Garanti Emeklilik Genel Müdürü Burak Ali Göçer de şu vurguyu yaptı:
“Tasarruf oranının 2023’te hedeflenen yüzde 30 seviyesine yükselebilmesi için, en önemli araçların içinde gönüllü ve otomatik BES yerini koruyacak. Emeklilik döneminde ikinci bir gelir elde edilmesini sağlamak için tamamlayıcı emeklilik programlarının desteklenmesi gerekiyor. BES ve hayat sigortalarındaki özendirici uygulamaların artmaya devam edeceğini düşünüyorum.”
‘Net ve iyi anlatmalıyız’
Yeni sistemle bürokratik zaman kayıplarının ortadan kalkacağına, sektörün beklediği değişimin hızla gerçekleşeceğine inandığını belirten MetLife Genel Müdürü Deniz Yurtsever, BES’in önemine dikkat çekti. Sektör olarak otomatik BES’i daha iyi ve net anlatmalarının çok önemli olduğunu ifade eden Yurtseven, ilgili yasaların güncellenmesinin de sisteme ivme katacağını söyledi. Yurtseven şu öneriyi yaptı: “Devlet teşviklerine işveren katkısı da eklenirse sisteme çok daha fazla katılım ve cayma oranlarının da en az seviyeye inmesi mümkün olacaktır.” Hayat branşını da değerlendiren Yurtseven şu yorumu yaptı: “Buranın geleceği ihtiyari ürünlerde diyebiliriz. Sektör olarak eğitim sigortası, kritik hastalıklar, işsizlik sigortalarında büyümeliyiz.”
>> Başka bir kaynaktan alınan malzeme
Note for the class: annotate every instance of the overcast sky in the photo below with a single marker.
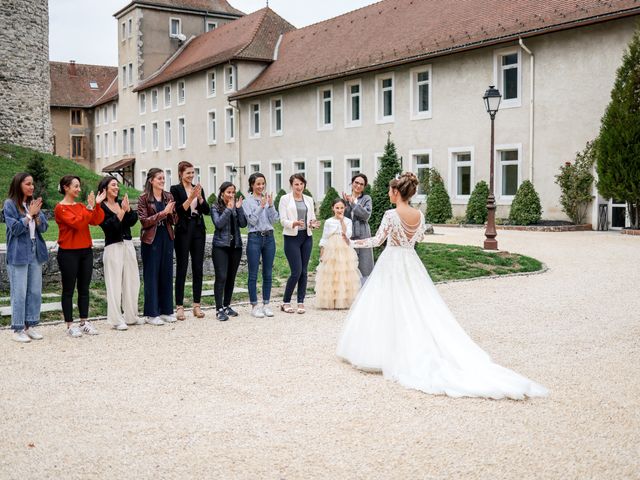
(85, 30)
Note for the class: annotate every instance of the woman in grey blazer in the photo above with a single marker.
(359, 210)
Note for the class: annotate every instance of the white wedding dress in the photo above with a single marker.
(400, 325)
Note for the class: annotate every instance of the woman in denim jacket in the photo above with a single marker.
(228, 218)
(26, 252)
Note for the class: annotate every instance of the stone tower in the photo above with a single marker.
(24, 74)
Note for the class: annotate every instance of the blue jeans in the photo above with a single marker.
(265, 246)
(26, 293)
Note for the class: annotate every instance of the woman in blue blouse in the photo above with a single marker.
(26, 252)
(261, 216)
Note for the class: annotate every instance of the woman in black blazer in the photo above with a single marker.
(190, 236)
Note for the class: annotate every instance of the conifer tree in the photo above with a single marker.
(618, 145)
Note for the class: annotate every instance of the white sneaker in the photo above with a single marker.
(168, 318)
(33, 334)
(21, 336)
(74, 331)
(155, 321)
(88, 329)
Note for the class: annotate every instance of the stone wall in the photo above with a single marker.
(24, 74)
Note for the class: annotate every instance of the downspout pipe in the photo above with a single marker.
(532, 75)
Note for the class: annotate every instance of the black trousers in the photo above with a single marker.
(76, 266)
(226, 261)
(189, 240)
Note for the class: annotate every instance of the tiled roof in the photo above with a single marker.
(401, 31)
(252, 37)
(209, 6)
(72, 83)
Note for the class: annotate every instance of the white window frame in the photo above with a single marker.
(182, 91)
(211, 93)
(272, 116)
(321, 171)
(168, 145)
(379, 92)
(253, 122)
(171, 20)
(321, 101)
(182, 133)
(415, 169)
(506, 199)
(453, 174)
(414, 96)
(498, 75)
(348, 96)
(212, 139)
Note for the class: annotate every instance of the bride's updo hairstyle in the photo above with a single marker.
(406, 185)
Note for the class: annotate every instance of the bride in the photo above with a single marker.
(401, 326)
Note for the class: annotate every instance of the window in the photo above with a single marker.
(167, 96)
(254, 120)
(167, 134)
(76, 116)
(276, 116)
(421, 93)
(175, 27)
(182, 92)
(143, 138)
(353, 96)
(154, 100)
(229, 78)
(326, 176)
(325, 104)
(509, 170)
(155, 137)
(420, 164)
(211, 115)
(229, 125)
(385, 98)
(211, 83)
(276, 176)
(76, 147)
(508, 77)
(182, 133)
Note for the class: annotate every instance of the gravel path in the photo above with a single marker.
(268, 399)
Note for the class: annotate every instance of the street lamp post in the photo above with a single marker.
(492, 99)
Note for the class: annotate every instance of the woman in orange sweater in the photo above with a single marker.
(75, 257)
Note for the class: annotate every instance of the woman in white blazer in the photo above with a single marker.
(298, 218)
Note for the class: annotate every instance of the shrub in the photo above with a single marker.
(575, 181)
(525, 209)
(477, 207)
(327, 203)
(438, 201)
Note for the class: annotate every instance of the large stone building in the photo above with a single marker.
(254, 93)
(24, 74)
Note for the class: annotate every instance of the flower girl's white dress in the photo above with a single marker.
(401, 326)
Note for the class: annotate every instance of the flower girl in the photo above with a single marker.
(337, 277)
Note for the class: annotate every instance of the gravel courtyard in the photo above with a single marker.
(267, 398)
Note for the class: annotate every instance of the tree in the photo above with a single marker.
(477, 207)
(438, 202)
(525, 208)
(326, 208)
(618, 145)
(575, 181)
(38, 171)
(387, 171)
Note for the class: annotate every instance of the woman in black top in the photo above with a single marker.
(121, 275)
(190, 236)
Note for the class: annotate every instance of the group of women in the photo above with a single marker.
(172, 222)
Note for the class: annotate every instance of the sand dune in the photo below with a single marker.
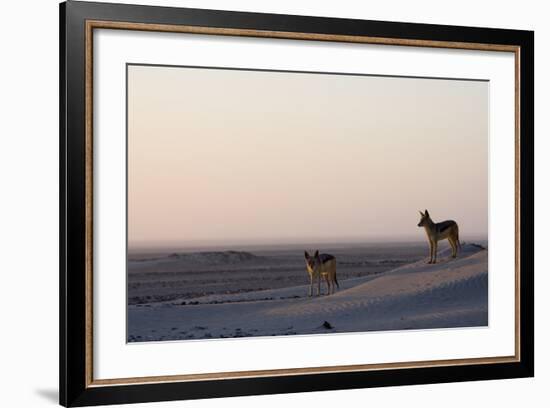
(452, 293)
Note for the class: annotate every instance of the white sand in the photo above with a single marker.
(451, 293)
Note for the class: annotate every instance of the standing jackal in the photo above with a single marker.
(437, 232)
(321, 264)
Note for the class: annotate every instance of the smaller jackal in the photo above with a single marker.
(321, 265)
(437, 232)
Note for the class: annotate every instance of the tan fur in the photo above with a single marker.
(317, 270)
(435, 234)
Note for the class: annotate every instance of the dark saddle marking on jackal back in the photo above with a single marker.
(325, 258)
(445, 225)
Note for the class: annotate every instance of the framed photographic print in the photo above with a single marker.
(257, 203)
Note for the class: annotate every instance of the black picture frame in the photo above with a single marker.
(75, 389)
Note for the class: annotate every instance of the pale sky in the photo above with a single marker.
(225, 156)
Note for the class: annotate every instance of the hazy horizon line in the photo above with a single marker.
(196, 244)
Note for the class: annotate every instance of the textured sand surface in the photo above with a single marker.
(451, 293)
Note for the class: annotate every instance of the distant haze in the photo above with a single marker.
(226, 156)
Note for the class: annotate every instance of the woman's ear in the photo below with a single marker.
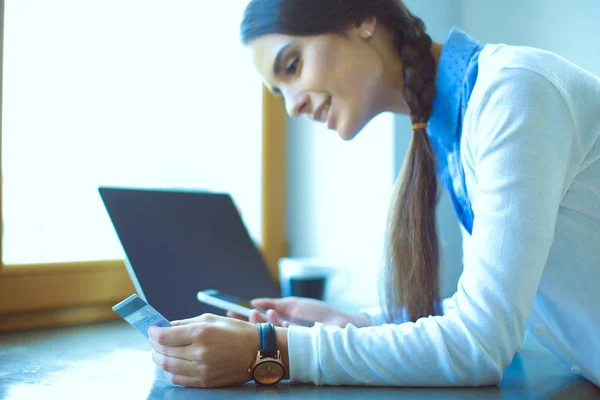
(366, 28)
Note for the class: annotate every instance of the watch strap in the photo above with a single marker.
(268, 340)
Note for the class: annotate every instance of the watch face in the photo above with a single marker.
(268, 372)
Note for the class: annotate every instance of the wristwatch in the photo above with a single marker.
(268, 368)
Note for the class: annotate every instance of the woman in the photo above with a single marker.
(512, 133)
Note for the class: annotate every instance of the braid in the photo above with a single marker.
(413, 258)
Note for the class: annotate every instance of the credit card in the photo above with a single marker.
(140, 314)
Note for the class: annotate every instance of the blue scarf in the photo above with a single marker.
(455, 79)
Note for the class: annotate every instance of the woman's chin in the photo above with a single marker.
(346, 132)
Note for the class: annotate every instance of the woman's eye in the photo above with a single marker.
(292, 66)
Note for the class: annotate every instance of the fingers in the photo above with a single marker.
(231, 314)
(267, 303)
(172, 336)
(255, 317)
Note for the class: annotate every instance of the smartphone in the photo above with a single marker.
(241, 306)
(140, 314)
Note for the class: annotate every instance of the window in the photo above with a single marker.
(126, 93)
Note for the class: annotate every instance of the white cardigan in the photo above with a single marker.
(531, 156)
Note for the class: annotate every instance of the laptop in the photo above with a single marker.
(178, 242)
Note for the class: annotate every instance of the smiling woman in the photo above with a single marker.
(85, 105)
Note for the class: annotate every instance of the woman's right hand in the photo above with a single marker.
(301, 308)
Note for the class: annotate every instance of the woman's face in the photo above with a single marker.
(331, 78)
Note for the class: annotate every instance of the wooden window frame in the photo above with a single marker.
(60, 294)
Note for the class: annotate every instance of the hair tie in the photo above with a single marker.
(421, 125)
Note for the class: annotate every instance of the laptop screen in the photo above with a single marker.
(180, 242)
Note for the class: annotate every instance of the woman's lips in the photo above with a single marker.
(330, 117)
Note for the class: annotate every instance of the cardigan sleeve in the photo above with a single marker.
(522, 140)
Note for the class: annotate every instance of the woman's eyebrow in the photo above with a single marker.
(278, 65)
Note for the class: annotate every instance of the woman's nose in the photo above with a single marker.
(298, 105)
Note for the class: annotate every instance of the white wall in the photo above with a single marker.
(339, 192)
(570, 29)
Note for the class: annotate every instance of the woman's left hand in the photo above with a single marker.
(207, 351)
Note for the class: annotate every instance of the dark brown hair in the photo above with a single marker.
(411, 272)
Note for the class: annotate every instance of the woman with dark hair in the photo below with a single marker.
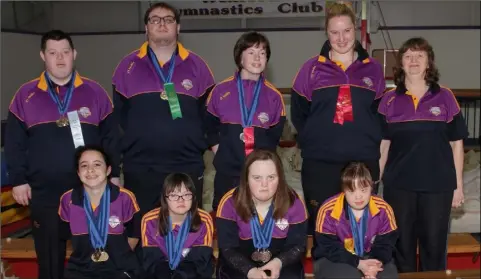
(104, 222)
(355, 231)
(333, 108)
(422, 157)
(262, 224)
(245, 112)
(177, 237)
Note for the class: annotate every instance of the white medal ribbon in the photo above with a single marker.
(75, 128)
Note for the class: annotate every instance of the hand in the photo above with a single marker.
(116, 181)
(255, 273)
(458, 197)
(22, 194)
(370, 267)
(274, 266)
(214, 148)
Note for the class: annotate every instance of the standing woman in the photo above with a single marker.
(104, 222)
(423, 155)
(262, 224)
(177, 237)
(245, 112)
(333, 111)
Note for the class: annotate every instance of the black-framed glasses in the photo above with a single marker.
(185, 197)
(157, 20)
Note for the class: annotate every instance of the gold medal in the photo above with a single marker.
(163, 96)
(62, 122)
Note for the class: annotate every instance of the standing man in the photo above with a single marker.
(159, 96)
(48, 118)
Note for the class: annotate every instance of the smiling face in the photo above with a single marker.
(341, 33)
(92, 170)
(59, 58)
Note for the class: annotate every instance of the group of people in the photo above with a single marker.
(66, 143)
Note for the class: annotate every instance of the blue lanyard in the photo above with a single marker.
(358, 231)
(98, 226)
(262, 234)
(63, 105)
(158, 69)
(248, 115)
(174, 244)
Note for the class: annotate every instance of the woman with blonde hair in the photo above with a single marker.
(333, 109)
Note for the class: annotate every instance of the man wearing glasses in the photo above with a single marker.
(159, 98)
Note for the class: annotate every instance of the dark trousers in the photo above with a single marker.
(421, 217)
(223, 183)
(147, 188)
(322, 180)
(324, 268)
(49, 235)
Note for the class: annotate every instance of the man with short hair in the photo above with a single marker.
(48, 118)
(159, 97)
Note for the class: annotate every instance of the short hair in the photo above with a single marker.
(248, 40)
(56, 35)
(162, 5)
(283, 198)
(355, 172)
(172, 182)
(416, 44)
(339, 9)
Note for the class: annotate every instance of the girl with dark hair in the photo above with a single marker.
(104, 222)
(355, 231)
(177, 237)
(422, 156)
(262, 224)
(245, 112)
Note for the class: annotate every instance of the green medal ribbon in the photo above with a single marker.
(174, 105)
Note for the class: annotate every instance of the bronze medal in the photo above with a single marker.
(163, 96)
(62, 122)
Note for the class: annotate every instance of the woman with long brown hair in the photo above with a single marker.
(262, 224)
(422, 157)
(177, 236)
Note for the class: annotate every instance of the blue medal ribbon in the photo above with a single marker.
(262, 234)
(174, 244)
(248, 114)
(98, 225)
(62, 105)
(358, 230)
(158, 69)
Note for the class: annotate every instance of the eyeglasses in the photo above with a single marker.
(185, 197)
(166, 19)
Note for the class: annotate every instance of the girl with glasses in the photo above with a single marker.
(177, 236)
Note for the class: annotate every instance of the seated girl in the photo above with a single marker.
(177, 237)
(262, 224)
(355, 231)
(103, 220)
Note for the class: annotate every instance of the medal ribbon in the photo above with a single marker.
(169, 87)
(262, 234)
(358, 230)
(62, 105)
(174, 244)
(343, 105)
(98, 225)
(247, 115)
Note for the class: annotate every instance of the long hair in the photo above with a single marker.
(416, 44)
(172, 182)
(283, 198)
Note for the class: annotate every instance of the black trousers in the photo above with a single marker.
(147, 187)
(421, 217)
(322, 180)
(223, 183)
(50, 236)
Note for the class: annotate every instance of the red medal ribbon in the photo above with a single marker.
(248, 140)
(343, 105)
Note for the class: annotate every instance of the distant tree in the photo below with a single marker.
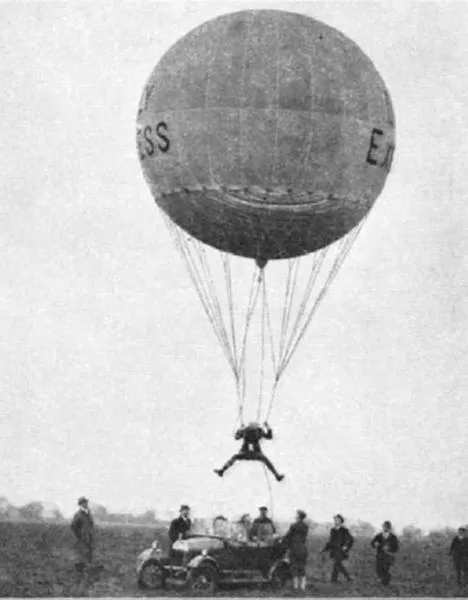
(363, 529)
(411, 533)
(31, 511)
(441, 535)
(147, 518)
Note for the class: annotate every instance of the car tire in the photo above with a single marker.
(203, 581)
(280, 577)
(151, 576)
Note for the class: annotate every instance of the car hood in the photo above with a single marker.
(198, 544)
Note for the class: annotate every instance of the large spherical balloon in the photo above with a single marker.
(265, 133)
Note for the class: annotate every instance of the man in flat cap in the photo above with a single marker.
(82, 526)
(386, 544)
(263, 527)
(339, 545)
(181, 525)
(459, 552)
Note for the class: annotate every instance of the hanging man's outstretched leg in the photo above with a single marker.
(267, 462)
(229, 464)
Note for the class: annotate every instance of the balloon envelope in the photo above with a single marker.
(265, 134)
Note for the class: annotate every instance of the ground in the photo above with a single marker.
(36, 559)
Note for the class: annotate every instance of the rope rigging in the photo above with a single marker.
(275, 349)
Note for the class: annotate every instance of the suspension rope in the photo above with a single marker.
(253, 297)
(346, 247)
(215, 299)
(314, 272)
(292, 268)
(208, 302)
(228, 277)
(263, 326)
(272, 398)
(271, 507)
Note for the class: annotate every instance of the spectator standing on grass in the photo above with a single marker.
(263, 527)
(459, 552)
(386, 544)
(339, 545)
(180, 526)
(295, 542)
(82, 526)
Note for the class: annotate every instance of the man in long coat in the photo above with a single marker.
(82, 526)
(340, 543)
(180, 526)
(386, 544)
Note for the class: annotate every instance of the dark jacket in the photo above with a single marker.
(179, 526)
(459, 548)
(340, 543)
(82, 526)
(295, 540)
(252, 437)
(262, 526)
(385, 546)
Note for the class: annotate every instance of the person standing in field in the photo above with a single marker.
(387, 545)
(181, 526)
(82, 526)
(339, 545)
(295, 542)
(459, 552)
(263, 527)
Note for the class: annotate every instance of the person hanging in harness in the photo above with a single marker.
(250, 449)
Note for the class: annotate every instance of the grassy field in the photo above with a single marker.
(37, 559)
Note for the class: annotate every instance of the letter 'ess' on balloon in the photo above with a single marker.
(265, 134)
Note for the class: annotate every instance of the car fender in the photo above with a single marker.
(282, 563)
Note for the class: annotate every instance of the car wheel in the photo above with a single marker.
(203, 581)
(151, 576)
(280, 577)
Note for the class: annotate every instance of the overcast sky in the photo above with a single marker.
(112, 384)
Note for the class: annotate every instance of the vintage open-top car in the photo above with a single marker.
(203, 562)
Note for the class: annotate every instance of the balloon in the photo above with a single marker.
(265, 134)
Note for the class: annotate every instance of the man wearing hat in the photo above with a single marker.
(459, 552)
(82, 526)
(263, 527)
(386, 544)
(180, 526)
(339, 545)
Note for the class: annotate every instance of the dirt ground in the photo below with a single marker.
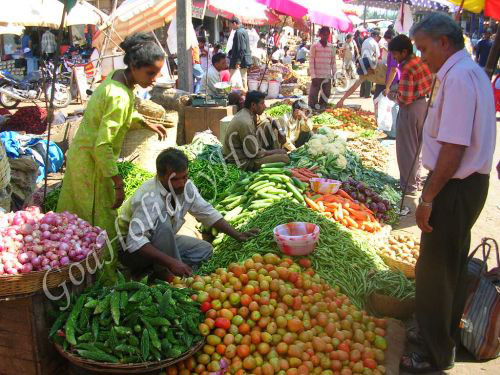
(486, 226)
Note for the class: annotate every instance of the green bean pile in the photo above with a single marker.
(133, 176)
(213, 178)
(339, 258)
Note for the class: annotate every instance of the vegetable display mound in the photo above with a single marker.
(278, 110)
(130, 322)
(247, 197)
(204, 145)
(270, 315)
(339, 258)
(133, 177)
(325, 152)
(354, 119)
(213, 178)
(33, 241)
(371, 153)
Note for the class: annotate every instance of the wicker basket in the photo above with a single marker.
(407, 268)
(133, 368)
(34, 281)
(387, 306)
(149, 108)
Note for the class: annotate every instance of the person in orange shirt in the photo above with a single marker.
(197, 70)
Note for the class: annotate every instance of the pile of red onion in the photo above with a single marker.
(33, 241)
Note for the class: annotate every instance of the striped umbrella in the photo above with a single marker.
(133, 16)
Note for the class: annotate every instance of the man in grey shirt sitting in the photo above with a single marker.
(150, 219)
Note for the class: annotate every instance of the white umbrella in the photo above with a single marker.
(136, 15)
(11, 29)
(48, 13)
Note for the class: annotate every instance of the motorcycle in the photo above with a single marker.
(14, 90)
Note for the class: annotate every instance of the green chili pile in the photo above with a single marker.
(339, 258)
(133, 177)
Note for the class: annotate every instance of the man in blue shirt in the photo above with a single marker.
(27, 49)
(483, 49)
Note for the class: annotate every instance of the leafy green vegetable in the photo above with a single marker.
(129, 334)
(212, 179)
(278, 110)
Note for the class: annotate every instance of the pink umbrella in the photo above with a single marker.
(332, 15)
(289, 7)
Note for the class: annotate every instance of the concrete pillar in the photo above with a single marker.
(184, 54)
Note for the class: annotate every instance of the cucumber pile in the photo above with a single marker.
(131, 322)
(262, 189)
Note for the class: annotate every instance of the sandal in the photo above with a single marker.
(414, 336)
(416, 363)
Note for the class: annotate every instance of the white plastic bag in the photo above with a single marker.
(384, 112)
(237, 80)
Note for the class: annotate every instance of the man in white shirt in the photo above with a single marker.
(286, 59)
(150, 219)
(219, 63)
(49, 43)
(458, 146)
(370, 47)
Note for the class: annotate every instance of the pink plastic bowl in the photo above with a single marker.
(297, 238)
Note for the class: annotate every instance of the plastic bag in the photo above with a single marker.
(384, 112)
(237, 80)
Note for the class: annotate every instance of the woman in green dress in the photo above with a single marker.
(92, 187)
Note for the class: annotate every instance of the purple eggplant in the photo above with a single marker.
(361, 187)
(381, 207)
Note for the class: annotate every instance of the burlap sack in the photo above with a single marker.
(5, 199)
(177, 100)
(142, 146)
(4, 168)
(24, 172)
(63, 135)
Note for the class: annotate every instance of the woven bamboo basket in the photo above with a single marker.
(133, 368)
(149, 108)
(142, 146)
(31, 282)
(4, 168)
(407, 268)
(387, 306)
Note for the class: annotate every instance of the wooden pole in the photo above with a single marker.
(50, 115)
(184, 53)
(492, 61)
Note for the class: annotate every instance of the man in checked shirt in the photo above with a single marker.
(414, 85)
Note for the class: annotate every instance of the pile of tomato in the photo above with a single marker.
(270, 316)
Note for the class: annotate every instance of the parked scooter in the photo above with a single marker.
(14, 90)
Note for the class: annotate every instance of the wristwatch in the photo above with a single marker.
(421, 202)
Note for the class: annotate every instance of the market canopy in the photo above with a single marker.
(491, 7)
(331, 16)
(48, 13)
(133, 16)
(11, 29)
(248, 11)
(438, 5)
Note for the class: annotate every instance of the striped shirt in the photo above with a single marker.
(415, 81)
(322, 61)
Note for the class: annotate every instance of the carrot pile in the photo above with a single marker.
(343, 209)
(304, 174)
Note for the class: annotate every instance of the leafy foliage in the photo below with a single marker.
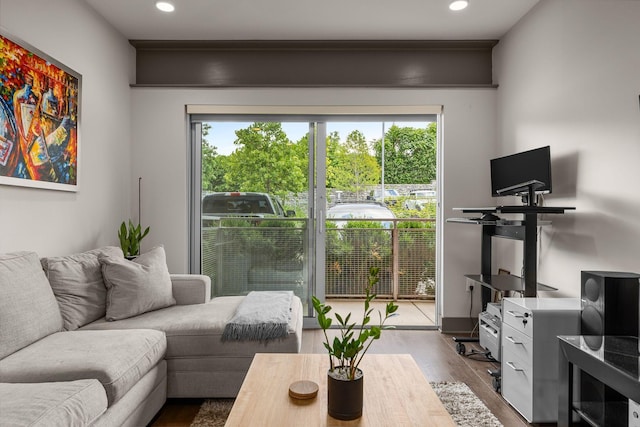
(213, 165)
(130, 238)
(347, 350)
(265, 161)
(409, 154)
(350, 166)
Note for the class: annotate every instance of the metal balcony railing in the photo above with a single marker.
(245, 254)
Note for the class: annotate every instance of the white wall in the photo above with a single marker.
(160, 157)
(55, 222)
(569, 77)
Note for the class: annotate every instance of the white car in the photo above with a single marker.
(418, 198)
(361, 210)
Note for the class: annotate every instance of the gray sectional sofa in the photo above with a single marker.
(95, 339)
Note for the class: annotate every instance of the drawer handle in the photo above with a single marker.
(510, 339)
(512, 366)
(517, 315)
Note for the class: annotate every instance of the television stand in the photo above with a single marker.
(524, 230)
(489, 217)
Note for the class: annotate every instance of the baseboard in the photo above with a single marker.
(458, 325)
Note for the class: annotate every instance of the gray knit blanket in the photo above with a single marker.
(261, 316)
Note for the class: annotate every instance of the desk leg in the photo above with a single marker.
(565, 390)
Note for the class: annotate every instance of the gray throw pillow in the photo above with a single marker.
(28, 309)
(137, 286)
(77, 283)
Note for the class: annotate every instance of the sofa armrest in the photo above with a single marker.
(191, 288)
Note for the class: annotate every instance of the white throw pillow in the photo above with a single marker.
(77, 283)
(28, 308)
(137, 286)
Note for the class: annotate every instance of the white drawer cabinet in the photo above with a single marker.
(530, 327)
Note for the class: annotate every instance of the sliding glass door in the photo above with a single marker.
(309, 203)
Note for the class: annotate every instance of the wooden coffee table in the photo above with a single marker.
(396, 393)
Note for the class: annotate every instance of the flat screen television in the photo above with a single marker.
(527, 172)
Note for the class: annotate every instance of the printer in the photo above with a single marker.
(490, 324)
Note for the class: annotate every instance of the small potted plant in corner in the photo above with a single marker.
(130, 238)
(345, 378)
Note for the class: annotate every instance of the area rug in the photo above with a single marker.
(463, 405)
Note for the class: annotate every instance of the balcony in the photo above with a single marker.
(245, 254)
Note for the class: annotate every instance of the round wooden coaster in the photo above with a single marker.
(303, 390)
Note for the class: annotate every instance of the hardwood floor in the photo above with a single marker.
(433, 351)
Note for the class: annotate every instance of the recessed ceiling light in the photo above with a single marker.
(458, 4)
(165, 6)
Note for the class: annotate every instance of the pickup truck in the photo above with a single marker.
(243, 204)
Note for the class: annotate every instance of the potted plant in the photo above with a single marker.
(130, 238)
(344, 377)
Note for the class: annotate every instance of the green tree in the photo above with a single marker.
(266, 161)
(213, 169)
(352, 167)
(409, 154)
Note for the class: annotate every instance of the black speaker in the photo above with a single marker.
(610, 305)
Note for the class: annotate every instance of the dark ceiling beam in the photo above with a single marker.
(412, 64)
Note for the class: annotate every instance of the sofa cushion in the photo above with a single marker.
(58, 404)
(118, 359)
(28, 309)
(77, 283)
(195, 331)
(137, 286)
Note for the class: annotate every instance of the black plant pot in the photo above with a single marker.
(344, 397)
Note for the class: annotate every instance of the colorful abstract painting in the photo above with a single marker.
(39, 104)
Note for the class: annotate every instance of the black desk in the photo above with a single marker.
(615, 363)
(524, 230)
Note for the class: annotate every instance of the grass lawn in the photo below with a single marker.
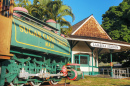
(96, 81)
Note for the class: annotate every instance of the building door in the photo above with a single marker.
(82, 59)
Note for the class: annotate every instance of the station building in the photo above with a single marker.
(88, 40)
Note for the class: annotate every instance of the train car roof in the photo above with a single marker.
(35, 19)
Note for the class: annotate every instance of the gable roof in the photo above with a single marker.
(89, 27)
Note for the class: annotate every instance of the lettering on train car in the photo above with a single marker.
(41, 35)
(49, 44)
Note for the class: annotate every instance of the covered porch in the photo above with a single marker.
(86, 51)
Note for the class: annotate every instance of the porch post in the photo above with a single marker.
(92, 62)
(111, 63)
(71, 50)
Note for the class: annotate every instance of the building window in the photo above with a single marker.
(81, 59)
(95, 62)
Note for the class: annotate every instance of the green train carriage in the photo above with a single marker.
(31, 51)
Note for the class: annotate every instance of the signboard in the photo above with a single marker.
(107, 46)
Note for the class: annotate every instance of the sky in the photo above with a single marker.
(84, 8)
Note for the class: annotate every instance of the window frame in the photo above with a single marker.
(87, 56)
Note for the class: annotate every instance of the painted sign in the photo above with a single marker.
(108, 46)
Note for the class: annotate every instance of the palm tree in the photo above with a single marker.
(53, 9)
(22, 3)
'Hayatdışı'cıların temel talebi sıkı diyalog ve bilgi
Sigorta sektöründe, ilk 5 ayda yüzde 20,4 artışla 23,7 milyar liralık prim üretildi. Bunun 20,5 milyar lirası ‘hayatdışı’ndan. Toplam tazminat ilk 3 ayda 7,2 milyar lira oldu. Ancak sektör ‘kasko’dan ‘yangın’a düşük penetransyon, trafikte tavan fiyat, acentelerin gelir yetersizliği gibi sorunlarla karşı karşıya. Sigorta bilincini artırmak için yeni yönetimden öncelikle yakın diyalog ve sinerji talep ettiklerini belirten Generali Sigorta Başkanı Mine Ayhan “Çünkü sigorta her konuyla ilgili. Bugüne kadar Hazine, İçişleri ile iyi diyalog içinde olduk. Bunun artması ve diğer yönetim birimlerine yayılması büyük önem taşıyor” dedi. Somut öneriler de yapan Ayhan, trafik ve kaskoda daha sağlıklı tarifeler için sürücülerin ‘ceza puanları’nı sektörün görebilmesini talep etti. Zorunlu trafikteki SGK payı da azaltılmalı. " Doğa Sigorta Üst Yöneticisi Nihat Kırmızı, yeni yönetimi ‘icraata yönelik bir kabine’ olarak niteleyerek şu konunun altını çizdi: “Ekonomik kalkınma aynı zamanda sektörümüzün en önemli sorunu olan düşük sigortalılık oranının da artışını sağlayacak. Daha etkin ve hızlı karar alabilen yönetim sistemiyle yerli üretimin artması sanayimizin güçlenmesi bekleniyor, bu durum sektörümüzde hasar maliyetlerinin düşmesine ve yine önemli bir sorun olan düşük kârlılığın yükselmesine imkan sağlayacak.”